Versicherungsprodukt
1. Begriff: In einem weiten Sinne ist ein Versicherungsprodukt die Gesamtleistung, die in einem Versicherungsmarkt (potenziellen) Versicherungsnehmern zum Erwerb angeboten werden kann; der Begriff umfasst das Dauerschutzversprechen, rechtlich und inhaltlich konkretisiert in der Versicherungsdeckung (Risikogeschäft), ggf. damit verbundene Spar- und Entsparprodukte (Spargeschäft, Entspargeschäft) sowie diese unmittelbar oder mittelbar ergänzende Abwicklungsleistungen (Abwicklungsgeschäft). Im engeren Sinne ist das Versicherungsprodukt nur die Versicherungsdeckung, die den Versicherungsschutz rechtlich und inhaltlich bestimmt.
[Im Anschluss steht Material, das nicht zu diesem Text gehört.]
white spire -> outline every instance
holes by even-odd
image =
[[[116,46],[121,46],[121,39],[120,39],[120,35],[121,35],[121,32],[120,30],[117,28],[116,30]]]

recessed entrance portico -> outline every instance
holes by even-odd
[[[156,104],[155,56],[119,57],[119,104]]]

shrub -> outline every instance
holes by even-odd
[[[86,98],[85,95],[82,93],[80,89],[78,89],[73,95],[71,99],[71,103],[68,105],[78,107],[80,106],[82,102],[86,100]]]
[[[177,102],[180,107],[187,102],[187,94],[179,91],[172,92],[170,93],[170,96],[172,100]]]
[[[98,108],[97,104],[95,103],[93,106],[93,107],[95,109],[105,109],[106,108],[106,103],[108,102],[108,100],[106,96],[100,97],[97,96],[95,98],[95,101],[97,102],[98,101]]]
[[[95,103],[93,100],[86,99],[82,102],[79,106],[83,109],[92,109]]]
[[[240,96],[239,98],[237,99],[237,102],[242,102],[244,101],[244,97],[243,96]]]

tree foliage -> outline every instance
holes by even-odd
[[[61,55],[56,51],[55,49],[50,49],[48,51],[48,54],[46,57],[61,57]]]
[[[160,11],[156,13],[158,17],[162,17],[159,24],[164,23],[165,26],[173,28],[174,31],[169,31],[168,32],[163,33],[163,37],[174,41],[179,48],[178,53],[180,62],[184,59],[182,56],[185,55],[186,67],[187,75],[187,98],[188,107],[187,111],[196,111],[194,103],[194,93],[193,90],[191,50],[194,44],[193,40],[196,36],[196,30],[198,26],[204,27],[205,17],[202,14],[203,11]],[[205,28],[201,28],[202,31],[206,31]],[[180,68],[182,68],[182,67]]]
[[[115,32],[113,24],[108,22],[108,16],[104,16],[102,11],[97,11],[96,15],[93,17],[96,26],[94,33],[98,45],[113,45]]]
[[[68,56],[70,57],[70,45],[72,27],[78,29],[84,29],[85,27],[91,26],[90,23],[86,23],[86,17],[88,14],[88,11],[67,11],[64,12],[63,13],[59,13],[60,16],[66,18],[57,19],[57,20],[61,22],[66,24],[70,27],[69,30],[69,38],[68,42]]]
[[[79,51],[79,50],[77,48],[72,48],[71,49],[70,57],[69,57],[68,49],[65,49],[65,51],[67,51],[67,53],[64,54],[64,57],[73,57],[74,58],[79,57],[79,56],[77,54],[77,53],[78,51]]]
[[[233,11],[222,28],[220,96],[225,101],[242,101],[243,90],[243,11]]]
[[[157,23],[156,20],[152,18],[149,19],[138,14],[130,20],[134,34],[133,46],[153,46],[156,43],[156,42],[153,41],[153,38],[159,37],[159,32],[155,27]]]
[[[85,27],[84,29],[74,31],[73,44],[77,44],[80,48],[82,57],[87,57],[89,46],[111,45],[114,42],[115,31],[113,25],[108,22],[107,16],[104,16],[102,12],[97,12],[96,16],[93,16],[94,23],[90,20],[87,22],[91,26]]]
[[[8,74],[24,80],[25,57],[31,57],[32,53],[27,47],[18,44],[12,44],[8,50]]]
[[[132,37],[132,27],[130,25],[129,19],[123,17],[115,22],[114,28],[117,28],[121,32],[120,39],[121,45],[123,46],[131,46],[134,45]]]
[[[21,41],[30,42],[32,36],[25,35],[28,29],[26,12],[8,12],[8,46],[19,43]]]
2. Wesen: a) Versicherungsprodukte sind Finanzdienstleistungen. Sie sind dadurch geprägt, dass Leistung und Gegenleistung i.d.R. nicht güter-, sondern geldwirtschaftlich erbracht werden. Insbesondere im Bereich der Abwicklungsleistungen und weiterer begleitender Dienstleistungen weicht diese Regel allerdings zunehmend auf (siehe auch Naturalersatz, Assistance sowie allgemein sonstiges Dienstleistungsgeschäft).
b) Versicherungsprodukte sind vom Element der Eventualität bzw. des Zufalls geprägt.
c) Bestände von Versicherungsprodukten sind die Zusammenfassung einer Summe einzelner Rechtsverhältnisse zu einem funktionalen Ganzen. Im System „Versicherung“ sind die Ebene der unabhängigen Einzelrechtsverhältnisse – also die jeweiligen Versicherungsverträge – und die übergeordnete Integrationsebene des zusammengefassten Kollektivs, das für den Zweck des Risikoausgleichs benötigt wird, zu unterscheiden.
3. Gegenstand des Versicherungsprodukts: Versicherung ist der Transfer einer Wahrscheinlichkeitsverteilung von Schäden vom Versicherungsnehmer auf den Versicherer gegen Zahlung einer tendenziell festen Prämie (Kundensicht). Versicherung ist zudem die Deckung eines im Einzelnen ungewissen, insgesamt geschätzten Mittelbedarfs auf der Grundlage des Risikoausgleichs im Kollektiv und in der Zeit (Versicherersicht).
4. Merkmale: Das Versicherungsprodukt a) ist nicht gegenständlich, nicht greifbar und nicht sichtbar;
b) führt oft zu einer längerfristigen Vertragsbindung;
c) ist hinsichtlich seines Angebots nahezu beliebig vermehrbar;
d) deckt einen nur schwer fassbaren Zukunftsbedarf;
e) wird gleichzeitig produziert und verkauft (Uno-actu-Prinzip);
f) verspricht keinen Prestigenutzen und weist zunächst (d.h. vor Eintritt eines Versicherungsfalls) einen nur abstrakten Nutzen auf;
g) ist deshalb eher einem latenten Bedürfnis ausgesetzt, das erst geweckt werden muss.